In 1996, William Shawlot and Richard Behringer from the University of Texas created 125 headless mice by removing a gene called Lim1 from the developing embryos, Discover Magazine reported. Only four embryos survived until birth, when they died of asphyxiation because they had neither nostrils nor mouths. A year later, headless tadpoles were created in an English laboratory, raising the possibility of using frogs to clone body parts for humans. Ethicists raised concerns over the idea of creating “grotesque” headless or brainless humans.
Dr Demikhov performing one of 20 experimental head transplants. Picture: Howard Sochurek/The LIFE Picture Collection  

RAT TRANSPLANT

In 2002, Japanese researchers experimented with grafting baby rat heads on to adults’ thighs. The team said that, if kept cool while the blood flow is stopped, a transplanted brain could develop as normal for at least three weeks, and the mouth of the head would move, as if it were trying to drink. They claimed the heads could be useful for testing brain function after a lack of blood flow, but the international community was sceptical about the benefits of the unpleasant technique, according to New Scientist.


FACE TRANSPLANT

The world’s most comprehensive face transplant was performed in 2012, on 37-year-old Richard Norris, who had been left disfigured by a gunshot wound 15 years earlier. Norris gained a new jawbone, teeth, a portion of the tongue, and soft facial tissue, and regained some function of his nerves and muscles, although doctors admitted the operation wasn’t perfect.
Richard Norris had the most extensive face transplant to date. Source: AP

MICE TRANSPLANT

In 2014, Xiao-Ping Ren and colleagues in China reported a head-swapping experiment in mice, resulting in a white mouse with a black head, and vice versa. The mice lived up to three hours after being removed from a ventilator. The body’s brain stem was kept intact, so the body could continue to control its own heartbeat and breathing.
Frankensteini's monster could be about to come to life. Source: News Limited

HUMAN TRANSPLANT

Now it’s Dr Canavero’s turn to try the shocking surgery on computer scientist Valery Spiridonov. The doctor plans to cool body and head so the cells do not die when deprived of oxygen. The neck of the patient will be severed and the crucial blood vessels hooked up to tubes while the spinal cord on the head and the body are severed. The head is then moved onto the body, the two ends of spinal cord fused together, and the muscles and blood supply stitched up.

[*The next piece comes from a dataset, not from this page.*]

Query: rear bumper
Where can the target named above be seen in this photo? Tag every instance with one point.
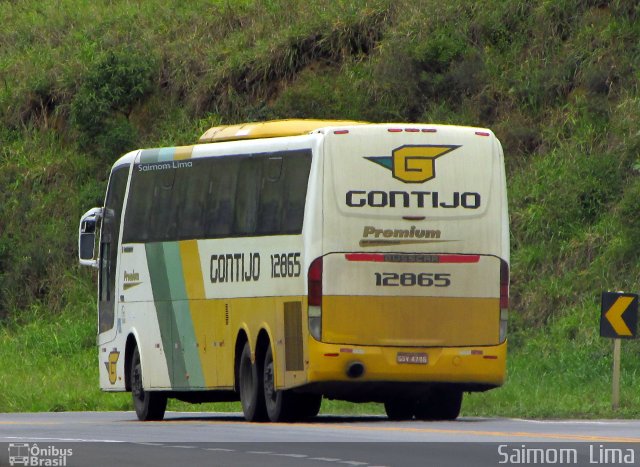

The patient will then be put into a three or four-week coma to let the body heal itself while embedded electrodes stimulate the spinal cord to strengthen the new nerve connections.

Dr Canavero has already given a Ted Talk and will give a keynote address on head transplantation next month, ahead of the planned surgery in 2017.

Science-fiction has become reality, and the results could be monstrous.